52nd Street

52nd Street

Billy Joel’s previous album, The Stranger, sold 10 million copies, won two Grammys, and made him, after a decade of struggle, a household name. The successor, 52nd Street, added another Top 5 single (the ornery “My Life”), two more Grammys, and sold a still-enviable seven million copies, establishing Joel as a major star in the pop sweepstakes. It’s also his best-reviewed album (critics haven’t always loved Joel, nor has he always loved them) thanks largely to the confident way he traverses styles of music and different emotions. In “Big Shot,” one of his hardest-rocking songs, Joel mocks a trendy, affluent New Yorker who does coke in the back of his limousine; he later admitted that it was partly about the ways in which he overindulged in his newfound stardom. “Honesty,” one of his most enduring ballads, pleads for truthfulness from a lover. “Zanzibar” describes life inside a small jazz club and includes two vibrant solos from the esteemed trumpet player Freddie Hubbard; there’s an agile bounce and jazzy interlude to “Stiletto,” a bitter song about romantic masochism; and “Rosalinda’s Eyes” moves into a Latin-influenced groove and adds vibraphone, flute, marimba, and session ace Hugh McCracken’s nylon-string guitar.
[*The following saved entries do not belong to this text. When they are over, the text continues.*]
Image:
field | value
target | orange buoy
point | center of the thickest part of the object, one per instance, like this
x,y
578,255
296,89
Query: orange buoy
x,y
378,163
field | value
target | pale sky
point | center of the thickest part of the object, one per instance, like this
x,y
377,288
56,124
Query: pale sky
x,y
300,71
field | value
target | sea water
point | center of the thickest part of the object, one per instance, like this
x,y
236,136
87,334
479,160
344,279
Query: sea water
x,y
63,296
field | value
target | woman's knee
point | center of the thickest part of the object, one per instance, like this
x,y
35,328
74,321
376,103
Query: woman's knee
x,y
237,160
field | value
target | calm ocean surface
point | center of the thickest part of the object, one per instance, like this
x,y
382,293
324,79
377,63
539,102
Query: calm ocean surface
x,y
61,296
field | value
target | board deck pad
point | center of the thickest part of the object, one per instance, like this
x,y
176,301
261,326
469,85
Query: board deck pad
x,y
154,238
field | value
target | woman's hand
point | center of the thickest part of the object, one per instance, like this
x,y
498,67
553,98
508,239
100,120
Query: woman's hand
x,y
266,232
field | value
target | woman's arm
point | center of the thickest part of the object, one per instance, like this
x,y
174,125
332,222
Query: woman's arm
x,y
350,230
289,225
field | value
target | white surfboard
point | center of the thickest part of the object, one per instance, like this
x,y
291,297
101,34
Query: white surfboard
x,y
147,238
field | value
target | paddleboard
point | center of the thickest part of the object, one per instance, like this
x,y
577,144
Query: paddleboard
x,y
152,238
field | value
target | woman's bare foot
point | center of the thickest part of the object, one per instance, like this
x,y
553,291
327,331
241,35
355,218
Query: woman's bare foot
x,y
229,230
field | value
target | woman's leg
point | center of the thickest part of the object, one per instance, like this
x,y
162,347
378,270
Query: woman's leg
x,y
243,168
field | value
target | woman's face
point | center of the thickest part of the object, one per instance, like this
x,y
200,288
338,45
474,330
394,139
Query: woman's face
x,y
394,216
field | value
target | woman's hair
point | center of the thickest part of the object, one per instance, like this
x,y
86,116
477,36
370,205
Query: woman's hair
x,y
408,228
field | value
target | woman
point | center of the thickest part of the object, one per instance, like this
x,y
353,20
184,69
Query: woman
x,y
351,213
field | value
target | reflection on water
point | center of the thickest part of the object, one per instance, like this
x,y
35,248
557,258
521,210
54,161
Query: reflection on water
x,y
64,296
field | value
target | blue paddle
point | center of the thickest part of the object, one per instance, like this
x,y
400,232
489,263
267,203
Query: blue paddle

The giddy urban tale “Half a Mile Away” is driven by a horn chart written by the accomplished pianist Dave Grusin, and “Until the Night,” a sweeping, yearning ballad, points towards An Innocent Man, the ’50s- and ’60s-influenced album Joel released in 1983. If you were to change the opinion of a skeptic who thinks Joel is “Just the Way You Are” and not much more, this would be the record to play—struggle, joy, and the balance in between. Your attempt would most likely fail, though: No Billy Joel hater can be swayed, nor can any Billy Joel lover, and there’s very little room in the middle for opinions about his brassy, emphatic pop songs.